新庄は開幕2軍ながら、ウエスタン・リーグ6本塁打で1軍に上がって来た。「ファームで練習していた自分の力を全部出そうと思っていた」という20歳の一撃で、中村の決断は吉と出た。

5月28日、初代ミスター・タイガース藤村富美男氏が亡くなった命日の大洋戦(甲子園)でも、新庄は打った。6回2死満塁で決勝打。翌29日の巨人戦では、桑田真澄のストレートを甲子園のバックスクリーンに打ち込んだ。これでもかこれでもかと結果を出す新庄に、中村も「ほめ言葉すらないほど素晴らしい」と絶賛を惜しまなかった。
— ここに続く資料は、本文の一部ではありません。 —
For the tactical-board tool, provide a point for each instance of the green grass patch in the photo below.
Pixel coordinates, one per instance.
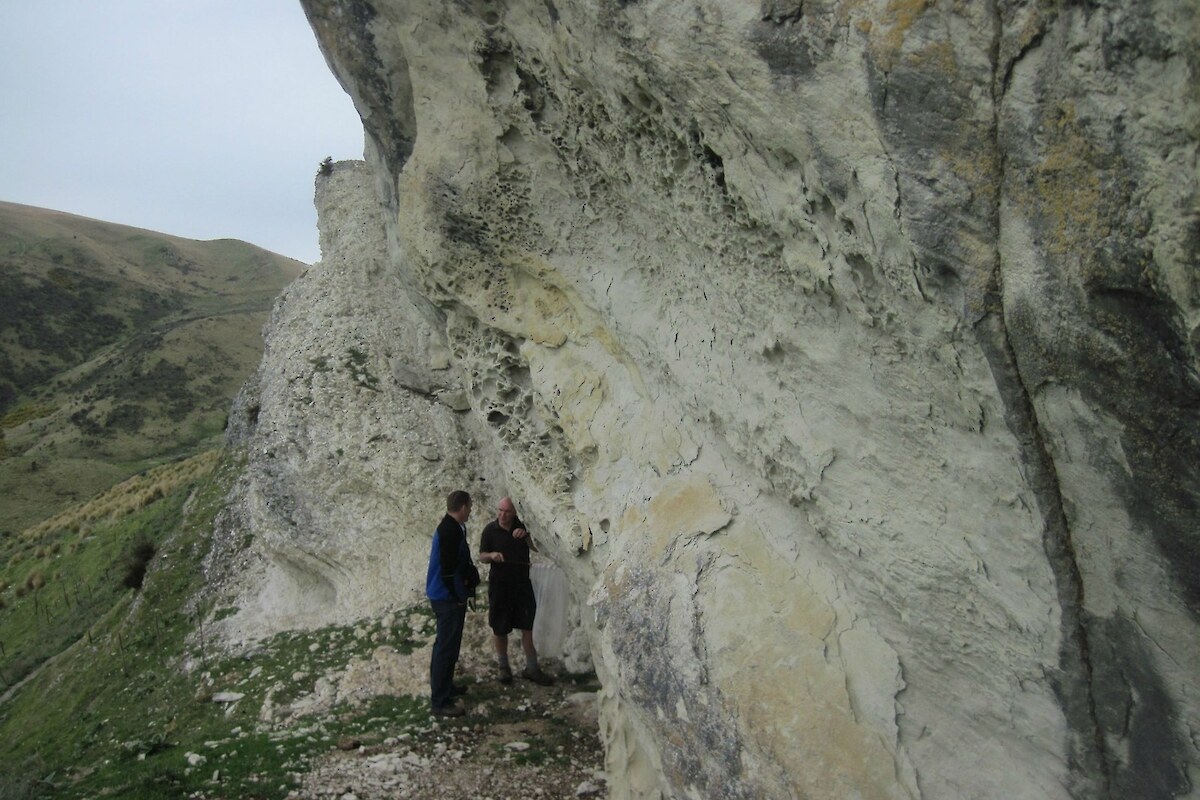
(135, 707)
(25, 413)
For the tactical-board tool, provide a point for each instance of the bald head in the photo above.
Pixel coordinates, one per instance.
(505, 513)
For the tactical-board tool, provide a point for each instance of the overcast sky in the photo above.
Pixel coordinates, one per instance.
(203, 119)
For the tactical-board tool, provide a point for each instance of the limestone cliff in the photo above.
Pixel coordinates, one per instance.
(843, 354)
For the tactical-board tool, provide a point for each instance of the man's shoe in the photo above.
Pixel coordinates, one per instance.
(538, 677)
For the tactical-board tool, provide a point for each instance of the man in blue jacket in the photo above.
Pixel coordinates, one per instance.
(450, 581)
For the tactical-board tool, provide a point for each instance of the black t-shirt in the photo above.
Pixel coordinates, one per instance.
(515, 566)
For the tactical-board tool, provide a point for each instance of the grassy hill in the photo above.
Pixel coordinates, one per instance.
(120, 349)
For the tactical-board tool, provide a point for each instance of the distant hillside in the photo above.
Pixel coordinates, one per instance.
(119, 348)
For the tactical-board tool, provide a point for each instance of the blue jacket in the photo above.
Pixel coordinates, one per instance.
(449, 563)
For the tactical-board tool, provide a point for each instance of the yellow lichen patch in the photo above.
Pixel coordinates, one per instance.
(1067, 188)
(681, 509)
(889, 35)
(769, 638)
(936, 55)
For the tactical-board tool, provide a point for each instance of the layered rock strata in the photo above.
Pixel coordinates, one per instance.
(844, 354)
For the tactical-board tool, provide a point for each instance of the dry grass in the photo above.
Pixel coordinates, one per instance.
(124, 499)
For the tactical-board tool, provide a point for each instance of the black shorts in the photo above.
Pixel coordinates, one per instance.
(510, 606)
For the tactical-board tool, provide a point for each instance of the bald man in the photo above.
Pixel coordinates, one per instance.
(505, 545)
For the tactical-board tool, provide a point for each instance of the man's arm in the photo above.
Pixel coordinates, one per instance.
(449, 539)
(486, 554)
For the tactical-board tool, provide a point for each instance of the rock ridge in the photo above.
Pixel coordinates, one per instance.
(841, 355)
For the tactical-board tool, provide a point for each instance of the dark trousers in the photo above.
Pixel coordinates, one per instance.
(450, 618)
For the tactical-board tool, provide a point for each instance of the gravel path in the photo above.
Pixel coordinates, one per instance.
(521, 740)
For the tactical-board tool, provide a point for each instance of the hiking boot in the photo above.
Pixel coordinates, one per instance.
(538, 677)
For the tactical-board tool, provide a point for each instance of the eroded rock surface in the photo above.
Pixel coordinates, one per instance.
(843, 354)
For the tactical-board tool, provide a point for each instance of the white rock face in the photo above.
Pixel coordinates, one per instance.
(844, 356)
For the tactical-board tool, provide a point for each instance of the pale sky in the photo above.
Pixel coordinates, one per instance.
(203, 119)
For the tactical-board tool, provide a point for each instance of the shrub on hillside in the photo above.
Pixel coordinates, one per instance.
(136, 564)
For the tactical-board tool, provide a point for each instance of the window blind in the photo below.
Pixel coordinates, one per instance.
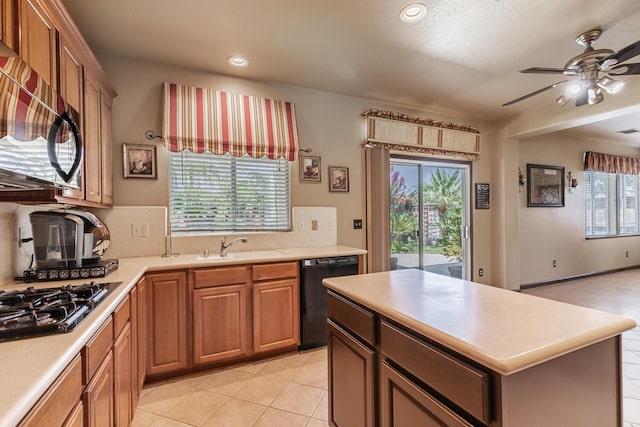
(210, 193)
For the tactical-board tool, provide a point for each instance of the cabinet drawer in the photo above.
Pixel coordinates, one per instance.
(121, 316)
(58, 402)
(459, 382)
(353, 317)
(220, 276)
(96, 349)
(278, 270)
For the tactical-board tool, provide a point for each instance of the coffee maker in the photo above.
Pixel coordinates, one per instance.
(67, 238)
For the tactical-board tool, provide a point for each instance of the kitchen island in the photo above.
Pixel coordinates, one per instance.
(413, 348)
(29, 367)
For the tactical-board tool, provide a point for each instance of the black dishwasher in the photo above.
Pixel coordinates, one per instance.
(313, 296)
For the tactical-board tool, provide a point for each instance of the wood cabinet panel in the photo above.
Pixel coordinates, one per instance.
(403, 404)
(76, 418)
(167, 340)
(279, 270)
(351, 380)
(98, 396)
(96, 349)
(38, 39)
(276, 315)
(220, 323)
(105, 148)
(143, 324)
(122, 367)
(92, 149)
(59, 401)
(208, 277)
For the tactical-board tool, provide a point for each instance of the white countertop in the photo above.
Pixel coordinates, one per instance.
(29, 366)
(503, 330)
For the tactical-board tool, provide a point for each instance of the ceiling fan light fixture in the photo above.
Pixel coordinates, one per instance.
(413, 12)
(594, 95)
(610, 85)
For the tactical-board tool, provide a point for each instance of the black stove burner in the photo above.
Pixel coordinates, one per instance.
(35, 312)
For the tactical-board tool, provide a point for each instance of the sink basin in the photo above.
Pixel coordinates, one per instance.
(213, 258)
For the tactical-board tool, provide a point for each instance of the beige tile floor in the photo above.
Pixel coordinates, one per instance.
(288, 390)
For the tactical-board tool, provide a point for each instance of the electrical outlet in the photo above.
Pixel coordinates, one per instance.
(140, 230)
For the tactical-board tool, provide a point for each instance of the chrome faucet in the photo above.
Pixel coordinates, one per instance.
(224, 248)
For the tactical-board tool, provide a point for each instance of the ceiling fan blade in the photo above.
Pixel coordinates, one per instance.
(622, 55)
(529, 95)
(625, 69)
(543, 70)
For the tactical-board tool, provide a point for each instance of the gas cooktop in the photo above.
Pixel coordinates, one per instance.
(33, 312)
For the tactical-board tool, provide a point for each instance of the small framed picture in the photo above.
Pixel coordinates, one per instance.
(545, 186)
(309, 168)
(139, 161)
(338, 178)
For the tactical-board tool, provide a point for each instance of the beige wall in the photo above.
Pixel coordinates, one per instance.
(547, 234)
(328, 123)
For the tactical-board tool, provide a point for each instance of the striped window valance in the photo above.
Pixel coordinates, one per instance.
(601, 162)
(200, 120)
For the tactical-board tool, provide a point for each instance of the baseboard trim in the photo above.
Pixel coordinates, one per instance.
(577, 276)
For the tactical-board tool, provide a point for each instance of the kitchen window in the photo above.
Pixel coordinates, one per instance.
(222, 193)
(612, 204)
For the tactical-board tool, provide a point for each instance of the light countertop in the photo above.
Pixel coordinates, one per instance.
(29, 366)
(503, 330)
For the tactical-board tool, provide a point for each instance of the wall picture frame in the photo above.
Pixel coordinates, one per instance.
(310, 169)
(545, 186)
(139, 161)
(338, 179)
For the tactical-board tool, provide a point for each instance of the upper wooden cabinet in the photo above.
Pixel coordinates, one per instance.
(38, 37)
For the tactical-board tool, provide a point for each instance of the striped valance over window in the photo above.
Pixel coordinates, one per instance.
(202, 120)
(610, 163)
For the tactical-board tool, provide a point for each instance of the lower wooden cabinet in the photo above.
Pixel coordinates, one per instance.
(404, 404)
(98, 396)
(220, 323)
(351, 379)
(276, 315)
(60, 401)
(167, 316)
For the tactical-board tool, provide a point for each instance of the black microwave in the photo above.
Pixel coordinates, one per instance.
(40, 143)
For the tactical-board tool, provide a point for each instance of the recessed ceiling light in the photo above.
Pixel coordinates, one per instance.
(238, 61)
(413, 12)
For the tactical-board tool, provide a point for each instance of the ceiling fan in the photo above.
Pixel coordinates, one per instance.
(593, 68)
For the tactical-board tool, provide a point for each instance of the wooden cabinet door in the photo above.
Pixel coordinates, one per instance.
(351, 380)
(276, 315)
(167, 340)
(220, 323)
(404, 404)
(98, 395)
(105, 148)
(38, 40)
(122, 366)
(8, 25)
(92, 134)
(143, 322)
(71, 82)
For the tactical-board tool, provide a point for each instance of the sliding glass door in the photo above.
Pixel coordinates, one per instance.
(429, 215)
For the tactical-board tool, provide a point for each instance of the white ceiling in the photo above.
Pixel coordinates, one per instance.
(462, 59)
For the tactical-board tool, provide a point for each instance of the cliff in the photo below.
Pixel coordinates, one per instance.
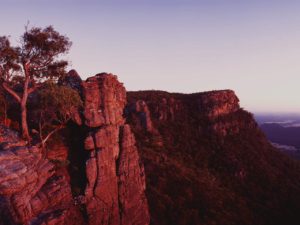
(207, 162)
(149, 157)
(91, 173)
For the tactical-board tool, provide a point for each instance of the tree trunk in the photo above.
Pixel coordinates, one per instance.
(25, 131)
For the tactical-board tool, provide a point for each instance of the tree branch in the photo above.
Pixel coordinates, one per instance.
(51, 133)
(12, 92)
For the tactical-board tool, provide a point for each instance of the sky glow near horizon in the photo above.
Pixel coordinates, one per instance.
(179, 45)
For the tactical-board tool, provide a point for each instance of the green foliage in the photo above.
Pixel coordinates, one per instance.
(200, 177)
(25, 67)
(58, 103)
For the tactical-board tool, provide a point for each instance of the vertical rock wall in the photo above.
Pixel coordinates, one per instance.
(115, 190)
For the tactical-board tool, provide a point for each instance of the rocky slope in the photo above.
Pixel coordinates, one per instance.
(104, 182)
(149, 157)
(207, 162)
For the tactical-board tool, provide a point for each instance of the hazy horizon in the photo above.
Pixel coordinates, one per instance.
(184, 46)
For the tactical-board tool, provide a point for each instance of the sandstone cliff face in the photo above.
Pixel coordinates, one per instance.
(35, 190)
(32, 190)
(115, 189)
(209, 163)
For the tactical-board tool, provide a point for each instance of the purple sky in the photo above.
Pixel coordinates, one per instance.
(252, 47)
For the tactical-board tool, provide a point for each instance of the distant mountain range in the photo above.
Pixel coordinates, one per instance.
(283, 131)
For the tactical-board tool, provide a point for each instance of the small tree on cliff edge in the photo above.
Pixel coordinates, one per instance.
(35, 60)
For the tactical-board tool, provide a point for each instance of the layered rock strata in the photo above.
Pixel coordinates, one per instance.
(32, 190)
(115, 190)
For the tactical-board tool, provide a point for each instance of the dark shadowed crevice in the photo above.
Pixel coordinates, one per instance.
(121, 130)
(77, 167)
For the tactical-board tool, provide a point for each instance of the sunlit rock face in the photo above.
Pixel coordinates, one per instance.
(32, 189)
(115, 190)
(35, 188)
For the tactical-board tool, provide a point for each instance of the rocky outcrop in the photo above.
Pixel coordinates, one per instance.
(141, 113)
(36, 190)
(115, 190)
(32, 190)
(131, 182)
(218, 103)
(104, 100)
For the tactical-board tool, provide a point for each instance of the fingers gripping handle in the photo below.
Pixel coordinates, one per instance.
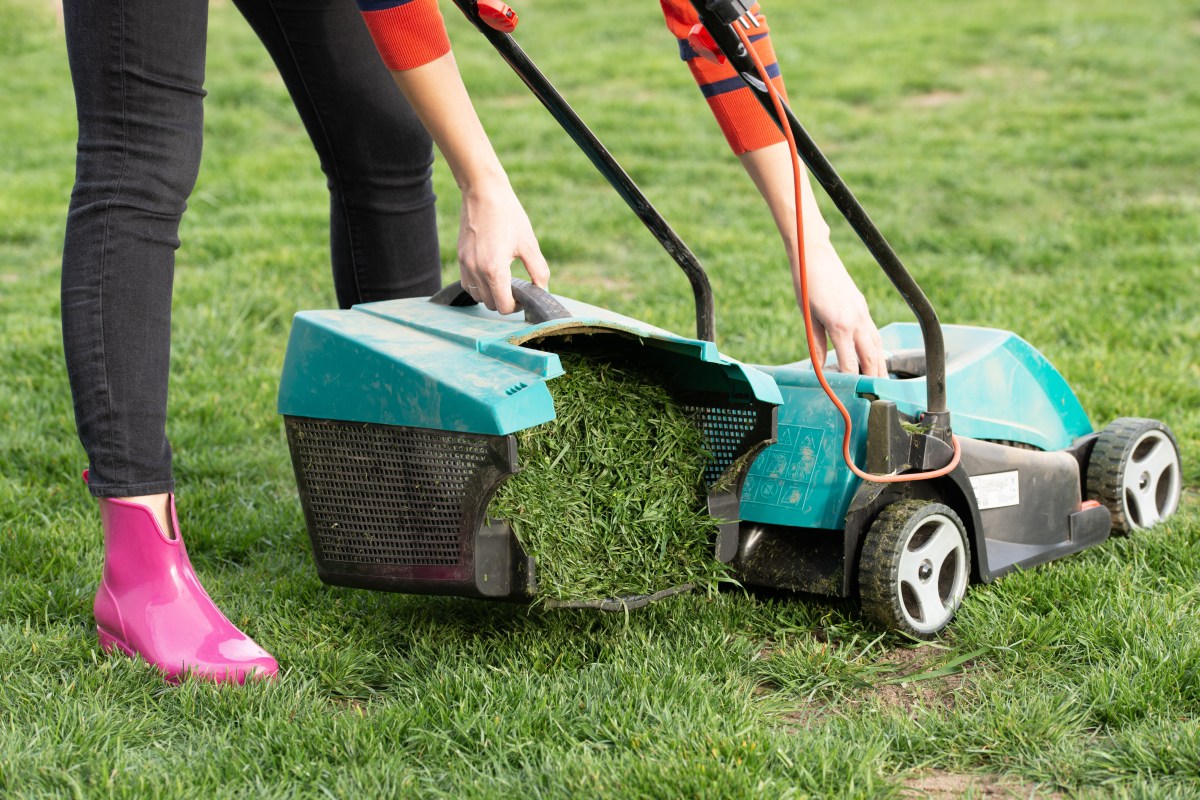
(539, 305)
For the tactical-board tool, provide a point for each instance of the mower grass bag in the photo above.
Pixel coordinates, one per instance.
(402, 419)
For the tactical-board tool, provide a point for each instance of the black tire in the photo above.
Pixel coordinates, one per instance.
(1135, 471)
(915, 595)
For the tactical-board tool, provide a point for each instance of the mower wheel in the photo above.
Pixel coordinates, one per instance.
(1134, 470)
(915, 567)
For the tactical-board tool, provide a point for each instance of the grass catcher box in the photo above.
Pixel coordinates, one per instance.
(401, 416)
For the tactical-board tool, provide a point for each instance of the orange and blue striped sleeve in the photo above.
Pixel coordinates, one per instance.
(408, 32)
(744, 122)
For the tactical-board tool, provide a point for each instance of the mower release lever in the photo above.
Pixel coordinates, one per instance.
(539, 305)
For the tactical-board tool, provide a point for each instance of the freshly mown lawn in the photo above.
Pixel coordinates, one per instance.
(1035, 163)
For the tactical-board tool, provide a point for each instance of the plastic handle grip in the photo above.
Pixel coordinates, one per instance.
(539, 305)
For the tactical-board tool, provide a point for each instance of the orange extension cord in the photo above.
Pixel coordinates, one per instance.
(804, 290)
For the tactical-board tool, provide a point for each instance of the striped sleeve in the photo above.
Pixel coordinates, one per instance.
(744, 122)
(408, 32)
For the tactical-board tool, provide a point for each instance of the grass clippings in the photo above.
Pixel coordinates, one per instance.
(1059, 199)
(611, 498)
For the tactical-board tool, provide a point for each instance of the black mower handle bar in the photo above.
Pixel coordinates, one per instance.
(539, 305)
(719, 16)
(607, 166)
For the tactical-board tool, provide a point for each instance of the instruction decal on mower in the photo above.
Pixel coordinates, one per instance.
(997, 489)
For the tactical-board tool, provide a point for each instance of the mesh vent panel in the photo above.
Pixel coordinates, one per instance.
(726, 431)
(383, 494)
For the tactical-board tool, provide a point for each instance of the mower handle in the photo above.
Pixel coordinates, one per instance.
(600, 157)
(539, 305)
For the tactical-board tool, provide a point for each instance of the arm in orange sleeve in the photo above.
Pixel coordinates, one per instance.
(744, 122)
(839, 310)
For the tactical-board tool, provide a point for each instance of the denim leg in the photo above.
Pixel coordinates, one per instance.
(138, 73)
(373, 150)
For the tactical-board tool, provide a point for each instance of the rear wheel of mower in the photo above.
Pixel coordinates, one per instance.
(915, 567)
(1134, 470)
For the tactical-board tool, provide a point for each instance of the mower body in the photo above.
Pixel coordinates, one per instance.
(1019, 488)
(401, 417)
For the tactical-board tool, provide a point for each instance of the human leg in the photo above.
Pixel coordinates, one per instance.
(138, 68)
(373, 150)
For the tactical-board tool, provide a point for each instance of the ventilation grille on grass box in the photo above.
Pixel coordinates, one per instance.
(384, 494)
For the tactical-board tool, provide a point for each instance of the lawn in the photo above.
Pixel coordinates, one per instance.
(1036, 166)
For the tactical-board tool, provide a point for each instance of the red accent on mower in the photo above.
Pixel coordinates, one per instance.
(498, 16)
(701, 41)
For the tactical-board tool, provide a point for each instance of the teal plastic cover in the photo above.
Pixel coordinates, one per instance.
(413, 362)
(999, 388)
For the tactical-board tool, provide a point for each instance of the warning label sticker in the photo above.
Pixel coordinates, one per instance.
(996, 491)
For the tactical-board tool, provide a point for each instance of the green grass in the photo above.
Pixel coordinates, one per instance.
(1033, 163)
(611, 498)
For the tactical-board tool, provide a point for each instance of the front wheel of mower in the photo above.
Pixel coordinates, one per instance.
(1134, 470)
(915, 567)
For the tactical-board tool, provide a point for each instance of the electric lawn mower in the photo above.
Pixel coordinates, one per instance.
(401, 419)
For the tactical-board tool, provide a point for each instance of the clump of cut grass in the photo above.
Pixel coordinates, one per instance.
(611, 500)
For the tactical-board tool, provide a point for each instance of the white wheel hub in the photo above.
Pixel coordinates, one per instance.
(933, 573)
(1151, 481)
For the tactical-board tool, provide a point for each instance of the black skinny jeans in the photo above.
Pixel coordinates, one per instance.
(138, 73)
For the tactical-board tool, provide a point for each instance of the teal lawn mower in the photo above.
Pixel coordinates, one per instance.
(401, 419)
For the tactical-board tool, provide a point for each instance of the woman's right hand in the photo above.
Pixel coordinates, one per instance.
(493, 232)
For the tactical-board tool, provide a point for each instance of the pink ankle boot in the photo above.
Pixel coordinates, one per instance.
(151, 605)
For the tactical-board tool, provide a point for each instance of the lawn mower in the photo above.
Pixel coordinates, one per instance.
(400, 419)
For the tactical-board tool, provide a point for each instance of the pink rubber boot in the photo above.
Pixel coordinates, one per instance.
(151, 605)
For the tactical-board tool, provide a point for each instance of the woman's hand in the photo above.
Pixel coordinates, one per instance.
(493, 230)
(840, 312)
(493, 227)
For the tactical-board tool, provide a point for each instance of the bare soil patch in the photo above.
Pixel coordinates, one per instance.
(940, 785)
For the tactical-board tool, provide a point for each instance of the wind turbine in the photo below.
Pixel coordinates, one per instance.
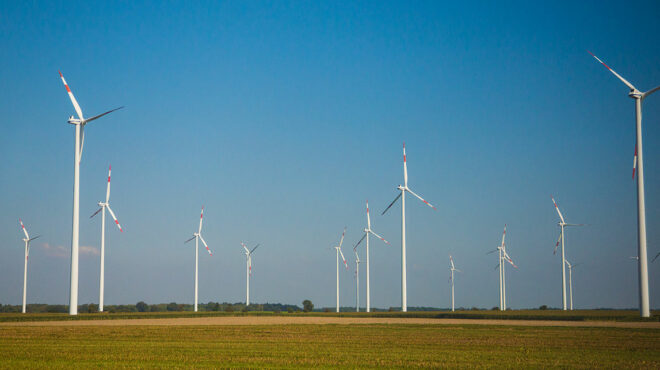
(503, 256)
(197, 236)
(248, 271)
(451, 279)
(103, 206)
(80, 123)
(404, 189)
(641, 207)
(339, 252)
(368, 231)
(562, 224)
(27, 241)
(357, 280)
(570, 280)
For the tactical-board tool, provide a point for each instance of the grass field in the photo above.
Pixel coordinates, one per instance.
(352, 346)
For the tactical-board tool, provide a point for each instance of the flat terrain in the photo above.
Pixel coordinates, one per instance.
(320, 320)
(281, 341)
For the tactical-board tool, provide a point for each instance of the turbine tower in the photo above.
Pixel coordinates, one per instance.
(248, 271)
(197, 236)
(451, 279)
(339, 252)
(641, 210)
(27, 241)
(80, 123)
(103, 206)
(368, 231)
(562, 224)
(404, 189)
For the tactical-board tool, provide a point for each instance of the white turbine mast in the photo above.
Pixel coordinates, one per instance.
(339, 252)
(80, 123)
(368, 231)
(248, 271)
(562, 224)
(198, 236)
(452, 269)
(27, 241)
(404, 189)
(103, 206)
(638, 163)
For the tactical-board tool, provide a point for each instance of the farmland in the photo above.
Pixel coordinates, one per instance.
(331, 345)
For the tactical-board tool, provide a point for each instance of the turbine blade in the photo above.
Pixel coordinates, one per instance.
(361, 239)
(557, 208)
(24, 230)
(379, 237)
(96, 213)
(205, 245)
(201, 217)
(391, 204)
(616, 74)
(73, 99)
(114, 218)
(102, 114)
(107, 192)
(420, 198)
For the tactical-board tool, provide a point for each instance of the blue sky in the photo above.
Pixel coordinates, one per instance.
(283, 117)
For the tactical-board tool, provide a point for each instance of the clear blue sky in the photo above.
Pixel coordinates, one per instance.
(283, 117)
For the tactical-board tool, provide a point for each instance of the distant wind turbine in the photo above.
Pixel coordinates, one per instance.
(27, 241)
(641, 207)
(248, 271)
(404, 189)
(103, 206)
(339, 252)
(80, 123)
(562, 224)
(368, 231)
(197, 236)
(451, 279)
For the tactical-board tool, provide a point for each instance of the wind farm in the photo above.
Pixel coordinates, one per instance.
(280, 120)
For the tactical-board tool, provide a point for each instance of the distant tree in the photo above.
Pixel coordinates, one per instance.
(142, 306)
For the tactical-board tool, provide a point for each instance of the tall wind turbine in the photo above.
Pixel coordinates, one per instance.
(197, 236)
(248, 271)
(404, 189)
(562, 224)
(27, 241)
(503, 257)
(641, 207)
(103, 206)
(80, 123)
(368, 231)
(570, 280)
(451, 279)
(339, 252)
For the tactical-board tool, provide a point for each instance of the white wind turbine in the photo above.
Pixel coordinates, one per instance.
(197, 236)
(641, 207)
(80, 123)
(339, 252)
(248, 271)
(404, 189)
(103, 206)
(451, 279)
(570, 280)
(27, 241)
(562, 224)
(368, 231)
(357, 280)
(503, 256)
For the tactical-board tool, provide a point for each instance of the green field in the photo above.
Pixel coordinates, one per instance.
(370, 345)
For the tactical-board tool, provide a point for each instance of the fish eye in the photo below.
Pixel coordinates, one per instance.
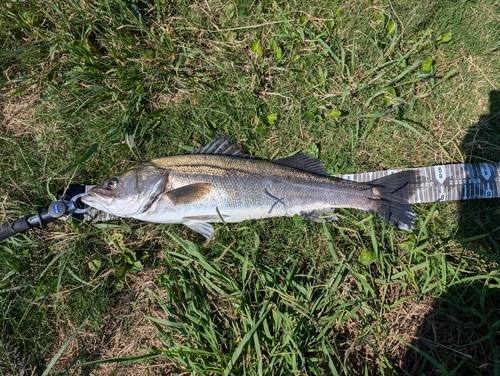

新庄だけでなく、若虎の台頭があった。4月4日の開幕ヤクルト戦(神宮)から新人の久慈照嘉を遊撃に、5年目の山田勝彦を正捕手に抜てき。さらに4月8日の巨人戦(東京ドーム)では、プロ5年目の亀山努を「2番・中堅」で起用した。

亀山はすぐに結果を出した。一塁への猛烈なスライディングで2本の内野安打を稼ぎ、シーズン初のG倒に貢献。翌9日の同戦も2盗塁2得点で巨人に連勝した。俊足に加え、果敢なヘッドスライディング。1つでも先の塁を目指し、1つでも多くの打球をアウトにしようとするプレーは阪神ファンをとりこにした。同25日の中日戦(ナゴヤ)で、中村は打率1割台の不振にあえいでいた岡田彰布に代え、好機で亀山を代打に送った。タイガースの顔だった岡田への代打は、長年の低迷を経て生まれ変わろうとしているチームに〝聖域〟はないことを示した。

今は阪神1軍でバッテリーコーチを務める山田は、23年前を振り返る。

山田 みんな無我夢中。若くて、怖いもの知らずで、毎日の試合に必死でした。熱さがありました。さらに捕手のぼくとしては、八木さん、亀山、新庄がそろった外野陣は本当に頼もしかった。たいがいの打球なら捕ってくれる、処理してくれる安心感がありました。

中村 亀山、新庄、久慈らタイガースの財産になる若手が出てきてくれた。優勝争いができたことで、監督としても自信にもなった。